Program from the 1934 East-West Game


Following the final loss of the season against Northwestern University, Jerry was invited to play in the Shrine East-West charity game by the Northwestern coach. Ford recalled his invitation at the end of the 1934 season to attend the annual Shrine game in an article written years later for Sports Illustrated.


I was invited to play in the East-West Shrine Game in San Francisco on January 1, 1935, primarily on the recommendation of Dick Hanley, the Northwestern coach.  I had had a pretty good day against his star guard, Rip Whalen.  According to Hanley, when he asked Whalen why Michigan made so much ground up the middle that day, Whalen said, ‘Ford was the best blocking center I ever played against.’  I still cherish that remark.


The Shrine signed two centers for the East, a boy from Colgate named George Akerstrom, and me.  On the train ride from Chicago to California, Curly Lambeau, the coach of the Packers, went from player to player, plying the good ones about their pro football interest.  He ignored me.  Then in the first two minutes of the game Akerstrom got hurt.  I played the rest of the way – 58 minutes, offense and defense.  After the game a group of us were given the option of a train ride home or a free trip to Los Angeles to see the movie studios.  Being a conservative Midwesterner unacquainted with glamour, I naturally chose Hollywood.  On the train from San Francisco to Los Angeles, Curly Lambeau sat with me the whole way.  He suddenly knew my name.  And he asked me to sign with the Packers.  I told him I’d think about it.


Letter from Lambeau to Ford

The Packers offered Ford $110 dollars a game for fourteen games, while the Detroit Lions also offered the higher paycheck of $200 dollars per game.

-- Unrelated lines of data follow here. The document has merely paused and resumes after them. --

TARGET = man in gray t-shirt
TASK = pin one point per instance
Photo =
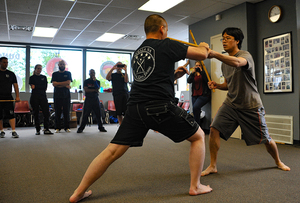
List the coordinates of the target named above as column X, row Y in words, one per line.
column 242, row 106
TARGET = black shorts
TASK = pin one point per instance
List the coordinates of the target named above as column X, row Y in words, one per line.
column 121, row 103
column 164, row 117
column 251, row 121
column 7, row 110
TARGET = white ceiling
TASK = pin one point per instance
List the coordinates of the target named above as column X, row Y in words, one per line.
column 81, row 22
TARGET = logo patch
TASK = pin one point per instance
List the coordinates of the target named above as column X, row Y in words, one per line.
column 143, row 63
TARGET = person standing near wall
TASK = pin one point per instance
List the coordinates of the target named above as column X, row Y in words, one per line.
column 7, row 80
column 119, row 88
column 61, row 81
column 39, row 84
column 201, row 94
column 91, row 88
column 242, row 106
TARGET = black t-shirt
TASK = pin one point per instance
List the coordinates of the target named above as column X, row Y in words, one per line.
column 118, row 84
column 61, row 92
column 91, row 85
column 40, row 82
column 7, row 78
column 153, row 70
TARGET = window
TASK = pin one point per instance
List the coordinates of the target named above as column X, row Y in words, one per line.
column 102, row 62
column 49, row 59
column 16, row 63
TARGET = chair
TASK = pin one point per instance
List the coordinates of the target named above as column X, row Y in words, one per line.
column 23, row 113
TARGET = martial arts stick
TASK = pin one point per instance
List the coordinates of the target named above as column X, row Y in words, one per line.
column 7, row 100
column 183, row 42
column 202, row 64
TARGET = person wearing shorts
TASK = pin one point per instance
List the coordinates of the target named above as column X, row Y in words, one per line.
column 242, row 106
column 7, row 80
column 119, row 82
column 151, row 105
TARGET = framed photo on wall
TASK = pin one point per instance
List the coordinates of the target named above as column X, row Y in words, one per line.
column 278, row 64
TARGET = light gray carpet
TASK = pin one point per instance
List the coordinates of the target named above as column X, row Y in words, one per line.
column 47, row 169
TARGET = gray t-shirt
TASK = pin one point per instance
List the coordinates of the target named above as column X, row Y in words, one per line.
column 242, row 87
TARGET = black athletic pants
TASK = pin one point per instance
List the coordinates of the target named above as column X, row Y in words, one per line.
column 37, row 101
column 62, row 105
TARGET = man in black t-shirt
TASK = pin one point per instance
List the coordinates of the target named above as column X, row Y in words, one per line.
column 61, row 81
column 91, row 88
column 119, row 82
column 7, row 80
column 151, row 106
column 38, row 99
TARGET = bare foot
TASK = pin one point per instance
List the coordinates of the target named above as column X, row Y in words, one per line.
column 283, row 167
column 209, row 170
column 201, row 189
column 75, row 198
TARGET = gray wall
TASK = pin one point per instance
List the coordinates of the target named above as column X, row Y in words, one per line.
column 253, row 20
column 102, row 96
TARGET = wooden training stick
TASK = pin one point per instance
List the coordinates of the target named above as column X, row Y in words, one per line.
column 7, row 100
column 202, row 64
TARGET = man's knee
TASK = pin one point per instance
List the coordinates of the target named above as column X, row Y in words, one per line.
column 199, row 135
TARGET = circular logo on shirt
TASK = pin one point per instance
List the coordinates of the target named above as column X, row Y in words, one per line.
column 105, row 68
column 143, row 63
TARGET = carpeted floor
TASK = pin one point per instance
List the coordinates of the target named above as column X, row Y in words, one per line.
column 47, row 169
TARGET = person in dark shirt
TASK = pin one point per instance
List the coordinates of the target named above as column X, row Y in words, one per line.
column 7, row 80
column 119, row 88
column 200, row 90
column 39, row 84
column 151, row 105
column 242, row 106
column 91, row 88
column 61, row 81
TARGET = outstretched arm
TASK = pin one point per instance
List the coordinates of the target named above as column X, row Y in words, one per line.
column 180, row 71
column 198, row 53
column 229, row 60
column 214, row 85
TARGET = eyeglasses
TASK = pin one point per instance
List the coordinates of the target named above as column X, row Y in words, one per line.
column 226, row 39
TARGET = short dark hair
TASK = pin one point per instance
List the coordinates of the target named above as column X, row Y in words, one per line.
column 236, row 33
column 3, row 57
column 153, row 23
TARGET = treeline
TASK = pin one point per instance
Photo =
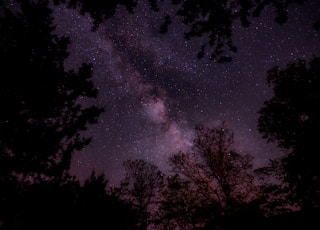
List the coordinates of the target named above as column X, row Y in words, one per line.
column 213, row 186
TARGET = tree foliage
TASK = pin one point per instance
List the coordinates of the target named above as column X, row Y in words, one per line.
column 291, row 119
column 142, row 187
column 41, row 117
column 221, row 178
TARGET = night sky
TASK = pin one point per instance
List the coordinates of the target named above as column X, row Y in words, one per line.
column 154, row 90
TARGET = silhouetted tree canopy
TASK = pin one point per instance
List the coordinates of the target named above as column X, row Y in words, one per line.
column 41, row 115
column 221, row 177
column 291, row 118
column 142, row 186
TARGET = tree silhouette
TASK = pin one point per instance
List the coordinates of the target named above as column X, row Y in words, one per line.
column 180, row 207
column 41, row 120
column 142, row 187
column 41, row 112
column 221, row 177
column 291, row 119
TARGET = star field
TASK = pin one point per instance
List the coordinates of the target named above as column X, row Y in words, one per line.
column 154, row 89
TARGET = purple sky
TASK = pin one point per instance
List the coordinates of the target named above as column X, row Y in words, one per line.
column 154, row 89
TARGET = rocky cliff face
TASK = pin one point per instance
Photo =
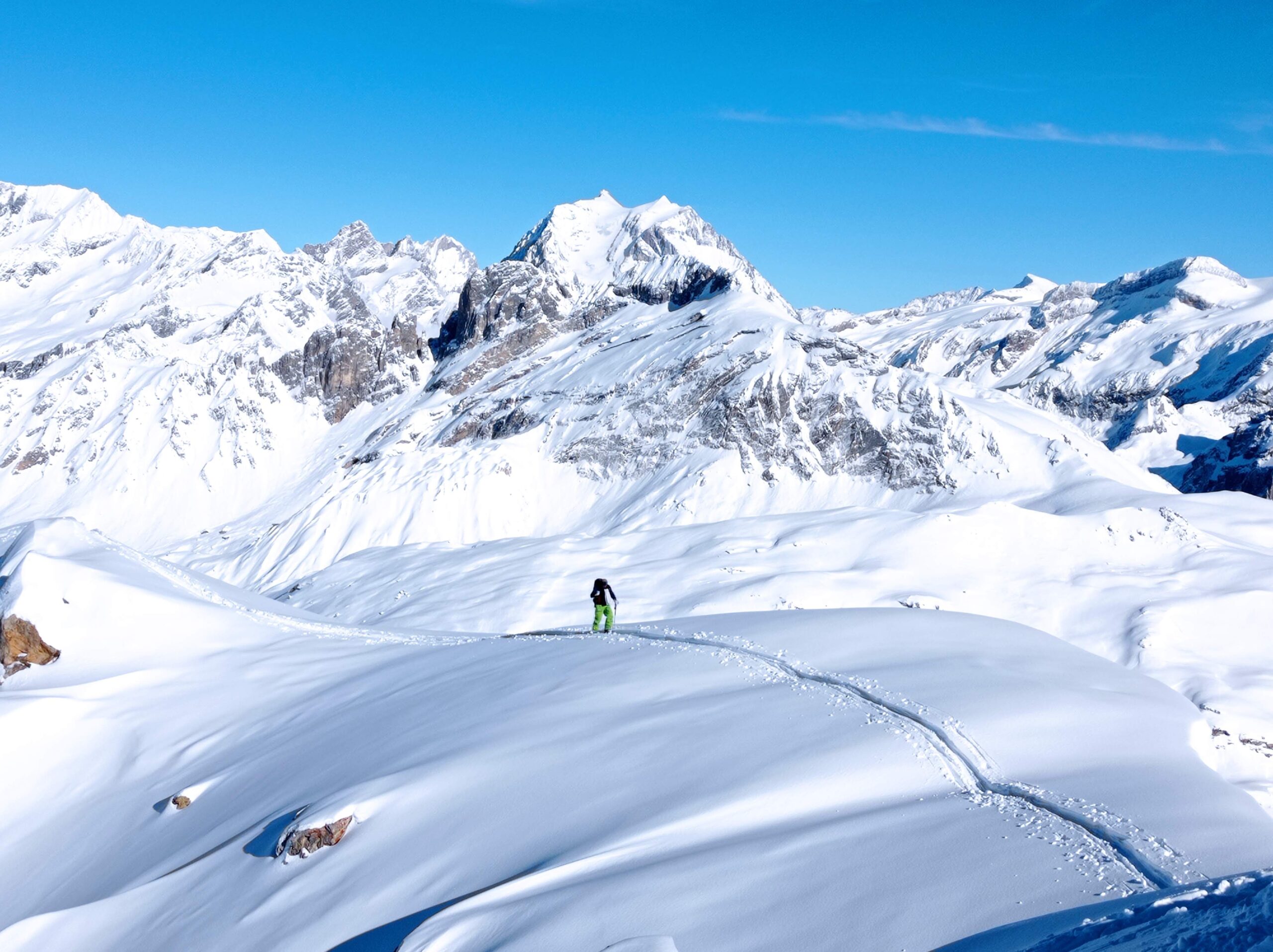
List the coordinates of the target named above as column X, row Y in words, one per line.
column 192, row 359
column 1242, row 461
column 1155, row 363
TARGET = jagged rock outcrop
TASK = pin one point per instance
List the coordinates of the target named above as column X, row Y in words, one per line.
column 303, row 843
column 21, row 646
column 189, row 357
column 1192, row 333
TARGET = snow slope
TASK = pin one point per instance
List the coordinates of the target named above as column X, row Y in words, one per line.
column 737, row 782
column 203, row 392
column 1158, row 363
column 1235, row 913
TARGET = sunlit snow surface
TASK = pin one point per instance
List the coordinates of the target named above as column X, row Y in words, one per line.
column 731, row 782
column 1224, row 916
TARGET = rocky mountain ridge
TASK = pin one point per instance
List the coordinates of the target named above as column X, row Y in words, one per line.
column 629, row 359
column 1159, row 364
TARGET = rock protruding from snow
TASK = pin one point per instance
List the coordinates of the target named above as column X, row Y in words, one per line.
column 21, row 646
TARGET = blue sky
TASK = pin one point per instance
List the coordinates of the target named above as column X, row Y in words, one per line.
column 858, row 153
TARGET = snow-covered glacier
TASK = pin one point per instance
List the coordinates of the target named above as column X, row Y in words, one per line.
column 308, row 537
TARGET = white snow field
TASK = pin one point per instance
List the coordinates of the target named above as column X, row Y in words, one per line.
column 1042, row 678
column 1235, row 913
column 732, row 782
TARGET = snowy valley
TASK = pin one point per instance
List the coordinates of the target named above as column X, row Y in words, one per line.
column 960, row 606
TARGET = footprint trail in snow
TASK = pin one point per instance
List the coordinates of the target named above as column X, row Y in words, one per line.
column 1089, row 832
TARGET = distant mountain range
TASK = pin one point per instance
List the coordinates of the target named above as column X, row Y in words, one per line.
column 204, row 391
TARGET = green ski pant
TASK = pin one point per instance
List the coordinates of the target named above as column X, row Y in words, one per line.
column 604, row 610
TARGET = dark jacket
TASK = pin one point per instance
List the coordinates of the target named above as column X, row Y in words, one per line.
column 599, row 594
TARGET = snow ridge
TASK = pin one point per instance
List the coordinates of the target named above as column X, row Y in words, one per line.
column 1146, row 857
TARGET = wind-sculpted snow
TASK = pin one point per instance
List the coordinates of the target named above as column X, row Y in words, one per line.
column 190, row 364
column 1156, row 363
column 732, row 782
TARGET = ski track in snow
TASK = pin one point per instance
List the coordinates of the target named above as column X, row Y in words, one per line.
column 1109, row 838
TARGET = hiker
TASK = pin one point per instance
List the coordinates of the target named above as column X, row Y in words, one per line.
column 605, row 604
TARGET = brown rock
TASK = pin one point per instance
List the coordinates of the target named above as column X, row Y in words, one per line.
column 21, row 646
column 302, row 843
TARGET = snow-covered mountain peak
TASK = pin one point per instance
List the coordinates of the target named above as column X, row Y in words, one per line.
column 658, row 250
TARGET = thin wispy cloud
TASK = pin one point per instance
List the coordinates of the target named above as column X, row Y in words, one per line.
column 981, row 129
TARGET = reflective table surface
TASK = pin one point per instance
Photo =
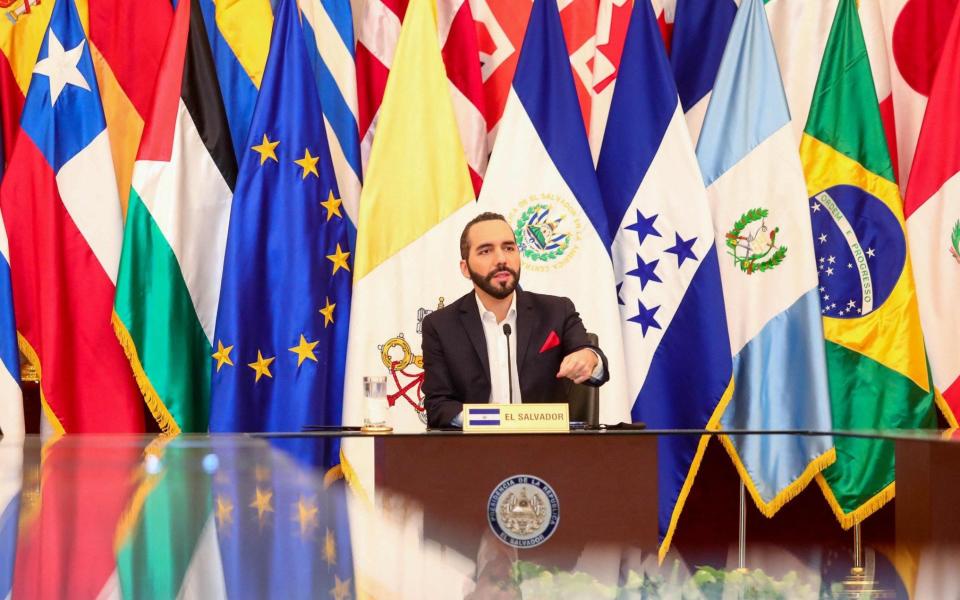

Jerry could have made good money playing pro football, but it would conflict with his primary goal: law school. He declined the offers and asked Harry Kipke if a coaching position was available at Michigan, with the ultimate goal of attending law school at Ann Arbor in mind. The funds were not available, but Kipke directed him to Ducky Pond, the head coach at Yale, who was looking for a line coach.


Ford was offered the position at Yale, and if he could not attend law school at Michigan, maybe there would be a way to make it work in New Haven.